Text Summarisation Techniques

Text summarisation resumes the information contained in a text, into a shorter version, still capturing the original semantics. This can be achieved by selecting representative words or phrases from the original text and combining them to make a summary (extractive), or by writing a summary as a human would do, by generating a textual summary of the main content in the original text (abstractive). This post quickly reviews some of the recent works on NLP Text summarisation using both approaches.

Extractive

Extractive approaches select representative phrases from the original text and combine them to make a summary, in its essence, they score or measure some sort of saliency or ranking of the sentences contained in a text. It’s language and domain-agnostic, doesn’t require any training data and the generated summaries are grammatically and factually correct.

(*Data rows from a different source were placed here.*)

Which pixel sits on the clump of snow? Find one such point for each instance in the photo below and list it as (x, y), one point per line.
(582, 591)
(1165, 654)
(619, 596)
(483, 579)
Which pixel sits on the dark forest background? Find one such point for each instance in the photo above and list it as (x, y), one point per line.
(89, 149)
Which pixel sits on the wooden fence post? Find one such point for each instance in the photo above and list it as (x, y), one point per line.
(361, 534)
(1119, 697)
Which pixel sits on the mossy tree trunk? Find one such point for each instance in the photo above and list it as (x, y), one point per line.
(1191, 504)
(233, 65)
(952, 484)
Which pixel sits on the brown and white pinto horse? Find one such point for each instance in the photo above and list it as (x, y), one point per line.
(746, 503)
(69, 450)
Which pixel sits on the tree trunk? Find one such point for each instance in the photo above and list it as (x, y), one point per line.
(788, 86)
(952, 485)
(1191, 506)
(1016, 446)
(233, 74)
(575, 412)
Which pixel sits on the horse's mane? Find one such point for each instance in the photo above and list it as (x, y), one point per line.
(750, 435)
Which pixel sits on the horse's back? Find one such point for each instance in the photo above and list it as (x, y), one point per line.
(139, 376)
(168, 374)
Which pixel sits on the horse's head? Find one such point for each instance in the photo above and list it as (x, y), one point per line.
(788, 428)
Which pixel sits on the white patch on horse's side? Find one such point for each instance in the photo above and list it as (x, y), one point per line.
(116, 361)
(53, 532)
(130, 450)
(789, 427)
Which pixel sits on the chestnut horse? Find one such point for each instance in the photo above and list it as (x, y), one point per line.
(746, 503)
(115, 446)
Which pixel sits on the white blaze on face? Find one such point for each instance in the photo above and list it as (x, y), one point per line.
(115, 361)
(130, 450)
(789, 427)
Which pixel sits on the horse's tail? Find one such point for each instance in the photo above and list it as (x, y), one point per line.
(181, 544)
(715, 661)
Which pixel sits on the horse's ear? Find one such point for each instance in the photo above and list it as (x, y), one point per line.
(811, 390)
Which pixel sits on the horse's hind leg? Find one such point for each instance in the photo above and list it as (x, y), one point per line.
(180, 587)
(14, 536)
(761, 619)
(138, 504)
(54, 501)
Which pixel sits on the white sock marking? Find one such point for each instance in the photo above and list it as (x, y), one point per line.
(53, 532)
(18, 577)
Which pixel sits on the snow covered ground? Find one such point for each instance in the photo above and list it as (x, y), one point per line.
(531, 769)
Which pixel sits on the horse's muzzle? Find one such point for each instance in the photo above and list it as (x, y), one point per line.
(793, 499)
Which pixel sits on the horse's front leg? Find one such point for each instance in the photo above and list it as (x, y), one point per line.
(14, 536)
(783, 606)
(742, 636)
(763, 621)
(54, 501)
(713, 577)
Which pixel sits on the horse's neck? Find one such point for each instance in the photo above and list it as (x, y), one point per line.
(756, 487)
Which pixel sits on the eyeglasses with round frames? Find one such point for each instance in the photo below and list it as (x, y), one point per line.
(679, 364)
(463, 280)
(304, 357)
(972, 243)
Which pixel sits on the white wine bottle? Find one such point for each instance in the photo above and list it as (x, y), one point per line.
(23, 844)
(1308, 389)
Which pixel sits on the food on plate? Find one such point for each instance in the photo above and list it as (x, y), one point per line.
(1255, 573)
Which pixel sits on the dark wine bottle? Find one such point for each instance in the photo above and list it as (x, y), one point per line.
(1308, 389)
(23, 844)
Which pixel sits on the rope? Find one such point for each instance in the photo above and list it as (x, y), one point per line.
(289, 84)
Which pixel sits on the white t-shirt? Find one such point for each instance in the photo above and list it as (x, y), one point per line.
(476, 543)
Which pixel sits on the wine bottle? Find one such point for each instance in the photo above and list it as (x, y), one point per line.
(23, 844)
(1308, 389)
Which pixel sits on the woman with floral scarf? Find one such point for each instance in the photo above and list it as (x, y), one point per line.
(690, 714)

However, the generated summary may not cover all important content or be longer than necessary, containing unnecessary parts that may not be needed in the summary, moreover, it might have a reduction of semantic quality or cohesion and possible wrong connections between selected sentences. Here are some (old) popular approaches, and some more recent ones:

2004 - TextRank

TextRank: Bringing Order into Text
Inspired by PageRank
This page contains a very good resume of the algorithm: Textrank for Summarizing Text
It was part of gensim package - removed on 4.0.0 - still present in older releases

2011 - LexRank

LexRank: Graph-based Lexical Centrality as Salience in Text Summarization
A connectivity matrix based on intra-sentence cosine similarity is used as the adjacency matrix of the graph representation of sentences.
Uses eigenvector centrality to select sentences.

2019 - HIBERT

Document Level Pre-training of Hierarchical Bidirectional Transformers for Document Summarization
Relies on two encoders to obtain the representation of a document
A sentence encoder to transform each sentence into a vector
A document encoder learns sentence representations based on their surrounding context sentences

Figure 1 - The encoding and training mechanism of the HIBERT model.

2019 - BERTSumExt

Text Summarization with Pretrained Encoders
An encoder creates sentence representations and a classifier predicts which sentences should be selected as summaries
Has a document-level encoder based on BERT to obtain sentence representations
The modification mainly consists of surrounding each sentence of the text with:
- a [CLS] (which represents the entire sentence)
- and [SEP] (which represents the boundary between two sentences)
- assigning different segment embeddings for every pair of sentences
Sentence-level contextual representations fed to a classifier for binary classification

2020 - MatchSum

Extractive Summarization as Text Matching
The source document and candidate summaries will be extracted from the original text and matched in a semantic space
Siamese-BERT architecture to compute the similarity between the source document and the candidate summary
Leverages the pre-trained BERT in a Siamese network structure to derive semantically meaningful text embeddings that can be compared using cosine-similarity

Figure 3 - MatchSum approach of matching candidate summaries and original text in the same semantic space.

Abstractive

Generated a concise summary capturing the essence of the original text. This approach can decrease the amount of summary text, by removing redundancy and obtaining an expressive summary. But, it seeds a precise syntactic and semantic representation of text data and may contain factual errors due to the algorithm not grasping the text’s context well enough.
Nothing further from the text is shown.